Wednesday, December 3, 2008

Another boring reflective post

I feel the need to make a few points clear:

A) I am pre-planning because I enjoy planning parties, and I find looking through wedding blogs/magazines/websites/etc. inspiring. I think it's amazing how creative people are. And I do intend to use ideas that I've seen in the wedding context for other events (like an upcoming baby shower). It's mostly fantasy planning, and I really don't see myself as obsessed. I would never get married just to have the excuse to be the center of attention and to plan an incredibly expensive party.

B) I'm looking forward to engagement/marriage because I love the man I'm with. I want to have a life with him. This has been a sticking point for me - I am definitely one of those girls who falls hard and early, and I know that I can be blind to a guy's faults early in a relationship. I have had a series of long relationships, and I've been engaged once before and had another guy ask my father for his blessing (although I broke up with him before he ever asked me). I'm terrified of being one of those girls who has to be in a relationship (although, yes, I have had periods alone).

But I'm also a firm believer in marriage. I believe it is a commitment for life, and I can say with more certainty than you'd expect that I will not divorce a man unless there is infidelity or physical abuse. Some might consider it unwise, but this all-or-nothing mentality has kept me from actually marrying anyone yet. That's a big commitment!
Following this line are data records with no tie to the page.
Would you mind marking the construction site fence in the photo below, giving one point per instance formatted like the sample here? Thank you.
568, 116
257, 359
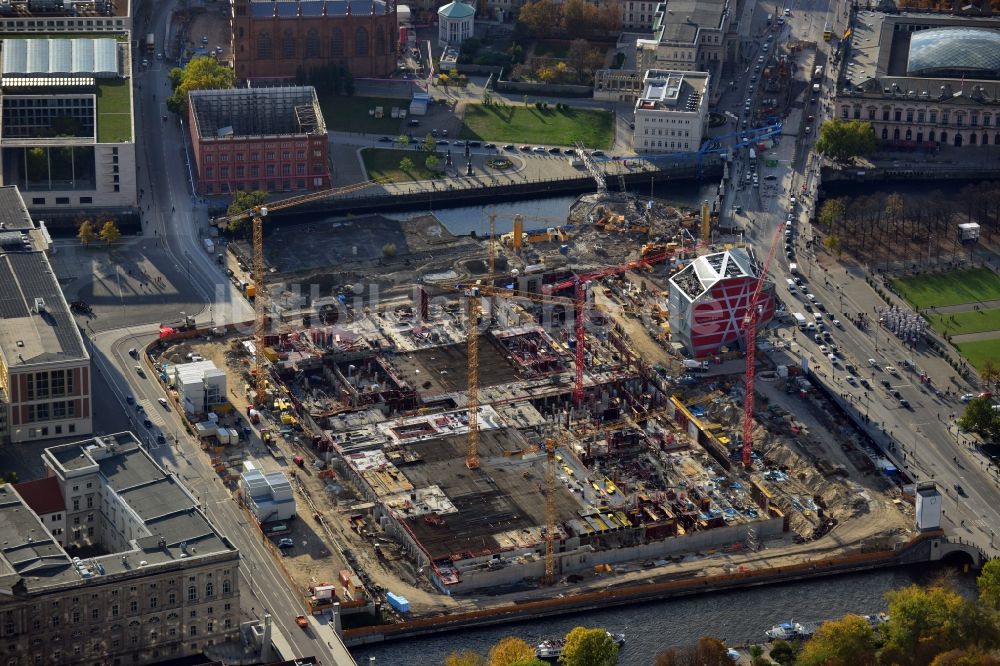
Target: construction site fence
524, 610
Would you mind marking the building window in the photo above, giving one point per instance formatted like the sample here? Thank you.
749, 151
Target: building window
263, 44
361, 42
312, 44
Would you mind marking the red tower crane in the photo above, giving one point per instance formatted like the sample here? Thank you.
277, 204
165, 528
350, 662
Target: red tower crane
750, 321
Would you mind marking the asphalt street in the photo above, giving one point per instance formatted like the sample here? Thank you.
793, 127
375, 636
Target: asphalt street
927, 444
174, 222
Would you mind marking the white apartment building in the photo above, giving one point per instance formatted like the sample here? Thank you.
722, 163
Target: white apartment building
671, 112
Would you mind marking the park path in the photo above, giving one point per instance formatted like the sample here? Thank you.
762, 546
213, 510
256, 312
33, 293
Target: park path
963, 307
975, 337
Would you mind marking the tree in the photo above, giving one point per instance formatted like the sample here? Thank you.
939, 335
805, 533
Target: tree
782, 652
980, 417
540, 17
923, 622
243, 202
989, 585
589, 647
848, 641
833, 244
464, 658
989, 372
202, 73
832, 212
109, 232
510, 650
843, 140
964, 658
87, 234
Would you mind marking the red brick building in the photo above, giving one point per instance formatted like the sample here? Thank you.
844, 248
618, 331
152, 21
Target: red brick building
271, 139
275, 40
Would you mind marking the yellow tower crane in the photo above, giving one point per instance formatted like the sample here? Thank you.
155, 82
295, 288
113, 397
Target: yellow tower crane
550, 511
472, 456
256, 216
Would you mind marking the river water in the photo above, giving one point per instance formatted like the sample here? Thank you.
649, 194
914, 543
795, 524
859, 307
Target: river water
552, 211
652, 627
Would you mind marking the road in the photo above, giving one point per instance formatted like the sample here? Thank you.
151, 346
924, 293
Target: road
174, 223
922, 438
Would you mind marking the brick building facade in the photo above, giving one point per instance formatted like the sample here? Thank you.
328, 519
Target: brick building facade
271, 139
279, 40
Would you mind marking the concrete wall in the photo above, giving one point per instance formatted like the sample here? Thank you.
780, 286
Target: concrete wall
585, 558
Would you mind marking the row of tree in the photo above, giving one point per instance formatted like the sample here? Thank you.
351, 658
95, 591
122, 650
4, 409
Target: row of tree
88, 232
545, 18
927, 626
880, 227
583, 647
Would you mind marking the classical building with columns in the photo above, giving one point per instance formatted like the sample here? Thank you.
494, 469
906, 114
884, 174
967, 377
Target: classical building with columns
923, 80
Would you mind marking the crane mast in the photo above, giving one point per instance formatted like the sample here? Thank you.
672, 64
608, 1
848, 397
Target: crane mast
550, 511
472, 455
750, 322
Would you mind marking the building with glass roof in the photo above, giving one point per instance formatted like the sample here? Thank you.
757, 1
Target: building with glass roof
285, 39
67, 136
922, 80
955, 52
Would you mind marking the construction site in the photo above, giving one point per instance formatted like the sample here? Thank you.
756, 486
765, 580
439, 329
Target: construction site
512, 412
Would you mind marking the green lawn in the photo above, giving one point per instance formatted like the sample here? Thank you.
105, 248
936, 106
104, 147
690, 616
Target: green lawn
552, 48
978, 352
114, 112
382, 165
350, 114
508, 124
976, 321
951, 288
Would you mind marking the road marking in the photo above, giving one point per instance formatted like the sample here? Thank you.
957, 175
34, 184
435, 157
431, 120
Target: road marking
152, 413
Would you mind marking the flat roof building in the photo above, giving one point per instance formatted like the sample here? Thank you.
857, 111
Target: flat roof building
67, 138
159, 581
44, 366
922, 80
271, 139
60, 16
670, 115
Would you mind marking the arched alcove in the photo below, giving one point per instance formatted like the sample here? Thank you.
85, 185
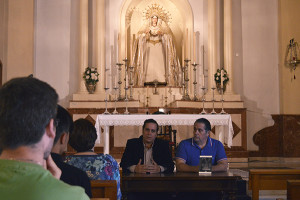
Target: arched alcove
181, 24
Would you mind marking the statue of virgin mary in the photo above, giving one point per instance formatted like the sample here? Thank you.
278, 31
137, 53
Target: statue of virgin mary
154, 54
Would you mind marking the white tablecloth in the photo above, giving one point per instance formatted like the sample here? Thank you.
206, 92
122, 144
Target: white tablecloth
222, 123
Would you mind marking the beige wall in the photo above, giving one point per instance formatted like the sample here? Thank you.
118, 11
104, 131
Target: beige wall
18, 33
289, 28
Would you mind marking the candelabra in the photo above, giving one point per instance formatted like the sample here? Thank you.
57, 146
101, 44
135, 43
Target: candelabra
116, 98
292, 52
147, 101
120, 80
166, 101
185, 88
203, 100
195, 81
126, 100
131, 82
213, 100
222, 111
106, 111
126, 77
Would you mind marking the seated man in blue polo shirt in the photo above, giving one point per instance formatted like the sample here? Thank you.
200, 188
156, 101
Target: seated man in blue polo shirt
189, 150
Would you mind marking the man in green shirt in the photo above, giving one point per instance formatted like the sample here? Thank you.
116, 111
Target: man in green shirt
27, 130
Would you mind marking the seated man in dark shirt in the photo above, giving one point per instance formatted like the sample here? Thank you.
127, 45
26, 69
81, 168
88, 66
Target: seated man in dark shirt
147, 154
70, 174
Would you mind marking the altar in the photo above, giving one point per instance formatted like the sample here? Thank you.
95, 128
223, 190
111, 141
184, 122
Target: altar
223, 123
193, 77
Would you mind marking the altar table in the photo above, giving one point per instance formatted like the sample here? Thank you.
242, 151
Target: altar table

I know that I've been a little marriage-crazy in the past, but people change. Knowing my past mistakes and the reasons behind them does allow me to make better decisions. Do I still have to fight to be objective about people I'm close to? Sure. But I think I'm ready. I think this is the guy, and I think that he deserves the kind of commitment that I want to make to him - and I think that he wants to make that kind of commitment to me. And I think he'll make an amazing father (and that matters to me).